L'ensemble du récit est ainsi, bardé de souvenances bouleversantes où les protagonistes abondent, se présentant au hasard de la vie, les incitant à suivre l'exemple des grands-parents, adhérer à leur propre éducation. Bannir la paresse, les excès, les frivolités. Le narrateur nous montrera un grand-père rêvant d'un Québec libre, d'une province prolixe, vieil homme méfiant atavique des hommes politiques. Sourd en lui un passé chiche. « Une vie entière de privations et de labeur. » Mais le rêve s'interrompt brusquement. Grand-père se contente de jurer. Il est temps d'éteindre les lumières. Toutes, sans exception. Jérémie est mort.

Le récit se poursuit en France, le narrateur cédant la place à l'auteur Alexandre Mc Cabe. Ce dernier a rendez-vous avec la fille d'Albert Camus, Catherine, « son ayant droit. » Une femme qui se consacre avant tout au père qu'elle aime, négligeant le monstre sacré installé sur un douteux piédestal. Le lecteur perçoit l'auteur déambulant dans Aix-en-Provence, se mêler à la faune aixoise, se perdre dans des ruelles piétonnières. La densité historique et culturelle des lieux le dépasse. On aime marcher avec lui, se reposer à la terrasse de l'auberge où il découvre, stupéfié, la montagne Sainte-Victoire. Ancrage dans ce pays, conforté par la présence d'un couple avec qui il passera une nuit à se remémorer ceux et celles qui firent le Québec. Irlandais, Nantais. Normandie, Anjou. Des voix, celles de Louise Forestier, de Pauline Julien. Bien d'autres qui, cinq ans plus tard, reconduisent le lecteur au narrateur, debout devant la tombe du grand-père. Plus loin dans le temps, en compagnie d'une enfant qui lance des cailloux dans le fleuve. Tout commence, affirme Alexandre Mc Cabe, avec raison.

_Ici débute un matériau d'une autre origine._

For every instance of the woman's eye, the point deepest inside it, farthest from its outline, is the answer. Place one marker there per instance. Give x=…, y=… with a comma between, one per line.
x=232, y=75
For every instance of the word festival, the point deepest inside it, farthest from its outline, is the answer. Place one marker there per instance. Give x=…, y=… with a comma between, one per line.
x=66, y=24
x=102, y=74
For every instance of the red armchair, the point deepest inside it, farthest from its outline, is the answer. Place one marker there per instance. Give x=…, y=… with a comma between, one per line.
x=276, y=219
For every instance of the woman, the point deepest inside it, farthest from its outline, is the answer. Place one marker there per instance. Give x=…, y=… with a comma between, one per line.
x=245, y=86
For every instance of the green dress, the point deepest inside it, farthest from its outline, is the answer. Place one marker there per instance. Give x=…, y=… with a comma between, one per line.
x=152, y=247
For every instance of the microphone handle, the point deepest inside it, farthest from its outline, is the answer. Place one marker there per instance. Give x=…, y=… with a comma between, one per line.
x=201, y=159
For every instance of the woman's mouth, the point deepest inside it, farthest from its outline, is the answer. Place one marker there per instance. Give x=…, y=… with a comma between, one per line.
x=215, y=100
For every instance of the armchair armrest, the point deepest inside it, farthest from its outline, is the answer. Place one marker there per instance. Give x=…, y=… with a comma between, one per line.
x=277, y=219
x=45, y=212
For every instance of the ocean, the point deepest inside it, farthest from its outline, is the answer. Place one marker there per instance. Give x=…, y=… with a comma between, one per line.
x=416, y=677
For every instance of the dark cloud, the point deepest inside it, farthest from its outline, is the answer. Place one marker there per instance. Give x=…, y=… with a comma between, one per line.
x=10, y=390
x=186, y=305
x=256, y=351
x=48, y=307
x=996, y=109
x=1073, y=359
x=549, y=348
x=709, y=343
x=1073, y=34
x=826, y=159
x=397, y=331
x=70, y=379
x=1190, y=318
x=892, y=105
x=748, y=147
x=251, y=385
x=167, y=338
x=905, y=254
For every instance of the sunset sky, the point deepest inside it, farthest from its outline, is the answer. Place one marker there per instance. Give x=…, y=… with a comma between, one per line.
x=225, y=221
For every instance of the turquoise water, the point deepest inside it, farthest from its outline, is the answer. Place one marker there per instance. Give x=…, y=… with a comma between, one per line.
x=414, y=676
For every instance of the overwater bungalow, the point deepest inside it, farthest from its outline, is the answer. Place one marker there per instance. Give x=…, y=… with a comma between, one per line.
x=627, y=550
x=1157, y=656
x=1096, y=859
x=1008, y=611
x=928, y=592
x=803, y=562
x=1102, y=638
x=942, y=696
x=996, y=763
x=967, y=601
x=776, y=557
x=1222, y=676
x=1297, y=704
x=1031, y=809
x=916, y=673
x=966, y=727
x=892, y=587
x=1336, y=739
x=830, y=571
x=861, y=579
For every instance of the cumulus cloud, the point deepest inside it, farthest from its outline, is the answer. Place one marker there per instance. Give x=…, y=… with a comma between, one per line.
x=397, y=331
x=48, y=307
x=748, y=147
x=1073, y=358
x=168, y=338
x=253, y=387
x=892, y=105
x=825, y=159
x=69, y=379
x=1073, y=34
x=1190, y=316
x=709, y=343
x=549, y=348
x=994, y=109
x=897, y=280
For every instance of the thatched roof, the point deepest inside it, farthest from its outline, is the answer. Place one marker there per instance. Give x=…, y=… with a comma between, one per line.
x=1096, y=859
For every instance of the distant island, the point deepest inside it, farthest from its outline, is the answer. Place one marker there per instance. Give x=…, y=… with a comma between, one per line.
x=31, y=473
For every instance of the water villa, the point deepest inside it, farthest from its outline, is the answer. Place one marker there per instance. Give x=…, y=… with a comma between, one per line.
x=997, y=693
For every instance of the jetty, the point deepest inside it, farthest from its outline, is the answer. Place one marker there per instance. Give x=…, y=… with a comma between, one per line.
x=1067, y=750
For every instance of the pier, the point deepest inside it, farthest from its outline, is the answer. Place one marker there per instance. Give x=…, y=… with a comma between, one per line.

Tout commence aussi dans la vie de ce jeune écrivain au talent immense. On pense à Jean-François Beauchemin qui, chacun le sait, nous émeut au plus profond de nous-même. On mentionne le nom de cet écrivain, tellement chaque phrase d'Alexandre Mc Cabe nous réjouit, nous assure qu'un premier livre s'avère autre chose qu'un regard compatissant jeté sur son propre nombril, sur un esprit imbibé de scories vaines, sans parler de la médiocrité d'une cogitation superfétatoire. Se pencher sur soi, à la manière d'Alexandre Mc Cabe, témoigne d'une profonde générosité animant un être inspiré de ses ancêtres. D'un vieil homme et de son royaume ressuscité.